Desde una perspectiva más interpretativa, Palas el gigante se puede entender como un símbolo concentrado de varios temas clave en la cosmovisión griega:


  • La lucha entre cosmos (orden) y caos (desorden): Palas, como gigante, representa el intento de las fuerzas telúricas de deshacer la nueva organización cósmica instaurada por Zeus. Su derrota es la garantía narrativa de que el orden se mantiene.
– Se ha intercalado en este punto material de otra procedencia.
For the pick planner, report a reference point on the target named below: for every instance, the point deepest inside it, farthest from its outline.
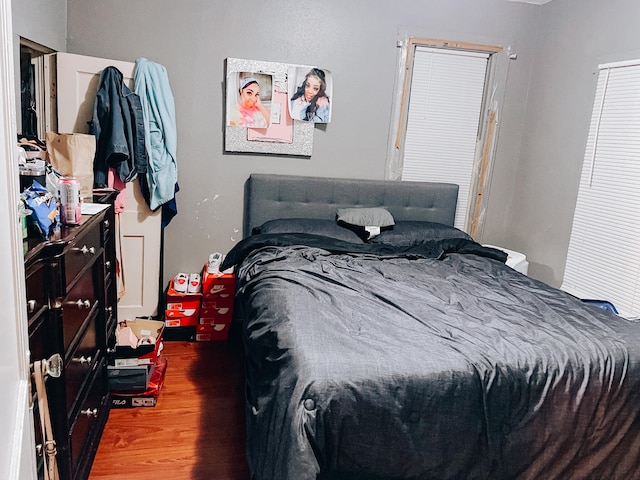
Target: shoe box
(216, 311)
(129, 379)
(137, 350)
(147, 397)
(143, 343)
(182, 309)
(212, 332)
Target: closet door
(77, 79)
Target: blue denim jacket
(118, 126)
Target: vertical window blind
(603, 260)
(445, 105)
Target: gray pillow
(366, 216)
(366, 222)
(407, 233)
(314, 226)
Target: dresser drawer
(81, 252)
(87, 417)
(77, 306)
(37, 288)
(41, 345)
(81, 365)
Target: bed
(417, 353)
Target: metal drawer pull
(81, 304)
(82, 360)
(85, 250)
(31, 306)
(53, 365)
(90, 412)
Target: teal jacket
(151, 83)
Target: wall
(356, 40)
(576, 36)
(41, 21)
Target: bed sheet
(438, 362)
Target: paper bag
(72, 155)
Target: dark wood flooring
(196, 430)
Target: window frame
(487, 132)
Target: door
(77, 78)
(17, 455)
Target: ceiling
(536, 2)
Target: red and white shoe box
(148, 398)
(145, 354)
(216, 312)
(183, 309)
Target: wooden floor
(197, 429)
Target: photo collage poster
(272, 107)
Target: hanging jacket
(152, 85)
(118, 126)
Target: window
(441, 135)
(603, 260)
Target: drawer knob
(90, 412)
(81, 304)
(82, 360)
(31, 306)
(85, 250)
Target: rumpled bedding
(435, 361)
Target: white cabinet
(73, 88)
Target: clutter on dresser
(199, 306)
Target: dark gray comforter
(434, 363)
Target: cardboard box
(216, 312)
(178, 318)
(212, 333)
(147, 398)
(142, 354)
(185, 334)
(128, 379)
(218, 287)
(182, 309)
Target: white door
(17, 455)
(77, 81)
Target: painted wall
(576, 36)
(356, 40)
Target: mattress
(432, 360)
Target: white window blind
(603, 260)
(445, 105)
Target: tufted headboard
(268, 197)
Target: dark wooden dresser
(72, 307)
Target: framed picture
(310, 93)
(268, 100)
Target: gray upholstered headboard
(287, 196)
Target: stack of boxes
(136, 370)
(203, 316)
(218, 292)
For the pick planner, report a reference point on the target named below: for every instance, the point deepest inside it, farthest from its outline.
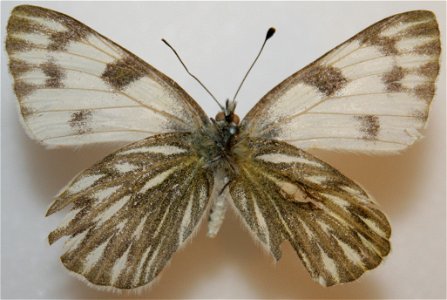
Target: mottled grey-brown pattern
(80, 121)
(327, 79)
(158, 211)
(132, 210)
(369, 125)
(316, 226)
(122, 72)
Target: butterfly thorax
(218, 145)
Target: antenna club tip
(270, 33)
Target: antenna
(269, 34)
(192, 75)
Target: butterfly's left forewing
(132, 210)
(284, 193)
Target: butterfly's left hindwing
(132, 210)
(284, 193)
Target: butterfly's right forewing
(77, 87)
(284, 193)
(131, 211)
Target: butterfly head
(228, 117)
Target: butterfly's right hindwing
(75, 86)
(284, 193)
(131, 211)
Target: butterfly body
(132, 210)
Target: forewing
(132, 210)
(76, 87)
(284, 193)
(370, 94)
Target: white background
(218, 42)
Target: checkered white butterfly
(132, 210)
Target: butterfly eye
(220, 116)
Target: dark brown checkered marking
(431, 48)
(13, 45)
(327, 79)
(23, 89)
(425, 91)
(18, 67)
(430, 70)
(60, 40)
(369, 126)
(54, 75)
(80, 121)
(122, 72)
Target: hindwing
(284, 193)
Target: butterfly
(131, 211)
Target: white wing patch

  • La transformación del peligro en protección: la piel del gigante convertida en égida manifiesta una idea profundamente griega: lo monstruoso puede ser incorporado y reutilizado por la inteligencia divina. El enemigo muerto se vuelve sostén del vencedor.

  • La memoria de lo arcaico en lo nuevo: el hecho de que Atenea pueda llevar el nombre o la piel de Palas muestra cómo el orden olímpico no borra por completo lo anterior, sino que lo reabsorbe en un nuevo nivel de significado.



Este tipo de lecturas, desarrolladas por filólogos y estudiosos modernos de la mitología, sitúan a Palas el gigante en un plano más abstracto: el de las estructuras simbólicas que articulan el pensamiento griego primitivo sobre el poder, la violencia y la justicia divina.

Conclusión: la importancia de Palas el gigante en la mitología griega



Aunque Palas no posee un ciclo narrativo extenso ni un conjunto de relatos individuales como otros héroes o monstruos, su figura ocupa un lugar significativo dentro del imaginario de la Gigantomaquia y de la teología de Atenea. Como gigante:

- Es hijo de Gea y parte de la última gran embestida de las fuerzas primordiales contra los olímpicos.
- Encarna la violencia desbordada que se enfrenta a los dioses del orden y la razón.
- Sirve como contrapunto para resaltar el poder marcial e intelectual de Atenea.

Su derrota a manos de la diosa, así como la posible transformación de su piel en égida y la vinculación de su nombre al epíteto “Palas Atenea”, convierten a este gigante en una pieza clave de la construcción simbólica del poder de la diosa. En Palas el gigante se cruzan genealogía mítica, iconografía religiosa y especulación etimológica, dando lugar a una figura compleja cuya importancia es mayor de lo que la brevedad de los relatos podría hacer pensar.

En definitiva, Palas el gigante es uno de esos personajes que, aunque secundarios en apariencia, sostienen silenciosamente algunos de los grandes ejes de la mitología griega: la lucha por el orden del mundo, la supremacía de los olímpicos y la misteriosa capacidad de los dioses para convertir la fuerza bruta y hostil en instrumento de su propio poder.